A chair for Menahem Pressler
OrchestrasChamber Music Detroit has endowed a Menahem Pressler Chair in Chamber Music.
They say: ‘Pressler was maybe the greatest chamber musician who ever lived. It is an incredible honor and privilege to be able to have as the first occupant of that chair someone like Daniel Hope, who performed with him hundreds of times.’
Heartwarming news. When so much else looks bleak.
The Oxford Philharmonic has created the Menahem Pressler Scholarships offered to students attending the Oxford Piano Festival, the Orchestra’s Summer Academy for pianists, at which Professor Pressler has given numerous masterclasses over many years.
That’s so beautiful and appropriate. The Beaux Arts trio came to Cambridge, MA, when I was teaching there. Menachem Pressler would peep over the top of the music to check in with the violin and cello and sharing with them with such joy in making music together. This concert was unforgettable, an inspiration how music connects us with warmth.

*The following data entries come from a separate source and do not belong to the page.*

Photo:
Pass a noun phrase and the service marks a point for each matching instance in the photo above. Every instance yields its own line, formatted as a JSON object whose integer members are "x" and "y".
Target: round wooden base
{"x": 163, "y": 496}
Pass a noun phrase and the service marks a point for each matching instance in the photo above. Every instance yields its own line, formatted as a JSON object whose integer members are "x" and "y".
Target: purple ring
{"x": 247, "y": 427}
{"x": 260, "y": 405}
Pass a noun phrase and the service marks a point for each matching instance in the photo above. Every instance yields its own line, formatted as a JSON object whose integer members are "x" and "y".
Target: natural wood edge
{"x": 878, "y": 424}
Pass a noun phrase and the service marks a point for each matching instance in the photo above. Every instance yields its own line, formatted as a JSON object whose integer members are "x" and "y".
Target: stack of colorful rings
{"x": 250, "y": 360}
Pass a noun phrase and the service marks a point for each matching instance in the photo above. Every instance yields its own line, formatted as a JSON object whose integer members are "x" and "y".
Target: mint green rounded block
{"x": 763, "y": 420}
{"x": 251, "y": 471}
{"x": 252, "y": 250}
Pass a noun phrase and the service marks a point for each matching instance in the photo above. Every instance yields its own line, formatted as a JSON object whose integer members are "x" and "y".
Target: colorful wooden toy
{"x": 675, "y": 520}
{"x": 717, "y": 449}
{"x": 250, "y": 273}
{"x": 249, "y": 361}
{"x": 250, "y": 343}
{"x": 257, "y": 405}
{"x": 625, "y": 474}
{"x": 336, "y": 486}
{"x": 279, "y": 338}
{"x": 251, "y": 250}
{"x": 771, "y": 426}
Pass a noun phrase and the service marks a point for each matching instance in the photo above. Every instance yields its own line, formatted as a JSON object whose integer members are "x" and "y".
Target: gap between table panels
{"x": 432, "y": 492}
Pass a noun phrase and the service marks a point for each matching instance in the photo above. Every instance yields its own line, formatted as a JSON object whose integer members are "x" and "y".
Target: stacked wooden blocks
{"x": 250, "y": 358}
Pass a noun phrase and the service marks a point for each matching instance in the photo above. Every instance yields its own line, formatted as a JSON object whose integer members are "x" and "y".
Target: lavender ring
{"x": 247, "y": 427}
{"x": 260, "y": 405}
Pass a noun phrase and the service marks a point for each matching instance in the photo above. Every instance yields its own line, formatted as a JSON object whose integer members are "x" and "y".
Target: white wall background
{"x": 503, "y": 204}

It is certainly correct that Pressler is perhaps the greatest chamber musician of all time. His complete survey of the Haydn piano trios with the Beaux Arts Trio, alone, would be enough to substantiate such praise. Well done, Detroit.
The first time I heard Menahem Pressler live was at the University of Illinois in Champaign, and the Beaux Arts played the finale of Beethoven’s Opus 1 No. 1 as an encore. From the first note, the sound he created was magical!
I heard him several times thereafter, and he seemed to be a gentle, kind soul who even in his nineties always gave us a gift of wonderful music.